En souvenir de Toni Negri, 1933-2023
Les idées de Toni Negri sont issues des luttes ouvrières et étudiantes des années 1960 et 1970 – et de leur échec à percer.
Toni Negri, décédé cette semaine à l’âge de 90 ans, était le penseur marxiste le plus influent apparu en Italie lors de l’explosion sociale et politique des années 1960 et 1970.
La Révolution portugaise mise à part, les luttes de ces années-là atteignirent leur apogée en Italie. Une révolte étudiante a alimenté une vague de grèves sauvages au cours de l’automne chaud de 1969. La radicalisation des travailleurs et des étudiants a donné naissance à la plus grande extrême gauche d’Europe.
Negri faisait partie d’un groupe de jeunes intellectuels de gauche qui avaient anticipé cette évolution. Ils cherchaient à sortir de ce que Mario Tronti, décédé cet été, appelait « la forêt pétrifiée du marxisme vulgaire » pratiquée par les partis réformistes communistes et socialistes.
Tronti, dans son livre fondateur Workers and Capital (1966), a exposé la thèse fondamentale de ce que l’on a fini par appeler « l’ouvriérisme ». « Nous aussi avons vu le développement capitaliste en premier et les travailleurs en second », a-t-il écrit. «C’était une erreur. Maintenant, nous devons renverser le problème, changer d’orientation et repartir des principes premiers, ce qui signifie partir de la lutte de la classe ouvrière… le développement capitaliste est subordonné aux luttes de la classe ouvrière.
Bien qu’universitaire, Negri a poursuivi son opéraïsme autour des usines chimiques de Porto Marghera, près de Venise. Il a aidé à créer plusieurs organisations révolutionnaires.
Mais dans la seconde moitié des années 1970, la classe dirigeante italienne a commencé à stabiliser la situation. Ils ont été aidés par « compromis historique » entre la démocratie chrétienne dominante et le Parti communiste. Pendant ce temps, l’extrême droite et ses alliés de la police et des services de renseignement poursuivaient une violente « stratégie de tension ».
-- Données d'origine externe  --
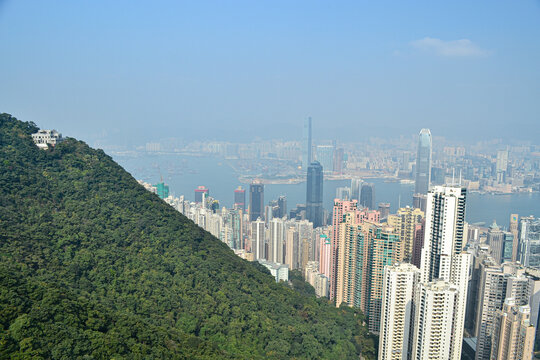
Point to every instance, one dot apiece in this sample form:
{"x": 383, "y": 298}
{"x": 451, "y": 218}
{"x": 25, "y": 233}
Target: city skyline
{"x": 100, "y": 73}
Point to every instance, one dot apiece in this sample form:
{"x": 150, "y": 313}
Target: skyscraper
{"x": 367, "y": 196}
{"x": 530, "y": 242}
{"x": 423, "y": 162}
{"x": 514, "y": 225}
{"x": 356, "y": 185}
{"x": 199, "y": 192}
{"x": 256, "y": 201}
{"x": 306, "y": 144}
{"x": 325, "y": 155}
{"x": 513, "y": 337}
{"x": 397, "y": 316}
{"x": 384, "y": 250}
{"x": 258, "y": 239}
{"x": 404, "y": 223}
{"x": 314, "y": 197}
{"x": 442, "y": 255}
{"x": 434, "y": 321}
{"x": 240, "y": 198}
{"x": 282, "y": 206}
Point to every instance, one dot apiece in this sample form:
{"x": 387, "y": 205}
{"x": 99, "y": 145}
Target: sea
{"x": 183, "y": 173}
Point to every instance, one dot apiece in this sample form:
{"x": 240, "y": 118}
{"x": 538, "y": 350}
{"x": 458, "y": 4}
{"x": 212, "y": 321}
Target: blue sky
{"x": 134, "y": 71}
Negri faisait partie de ceux d’extrême gauche qui ont réagi en considérant la classe ouvrière organisée comme un obstacle à la révolution. D’autres ont embrassé le terrorisme. Cela a abouti à l’enlèvement et à l’assassinat de l’ancien premier ministre Aldo Moro en 1978. Negri a été accusé de cela et finalement condamné à 34 ans de prison. Entre deux séjours en prison, il a passé 14 ans en exil en France. Il a finalement été libéré en 2003.
Empire a eu un impact énorme sur les militants entraînés dans ce mouvement en expansion rapide, dont le point culminant a été les immenses manifestations mondiales contre l’invasion de l’Irak le 15 février 2003.
La valeur du livre réside dans la manière dont il cherche à encadrer ces nouvelles luttes dans un marxisme développé lors de la reprise des années 1960 et 1970. Il est également imprégné d’un optimisme serein exprimé dans les célèbres lignes finales annonçant « une révolution qu’aucun pouvoir ne contrôlera… C’est la légèreté et la joie irrépressibles d’être communiste ».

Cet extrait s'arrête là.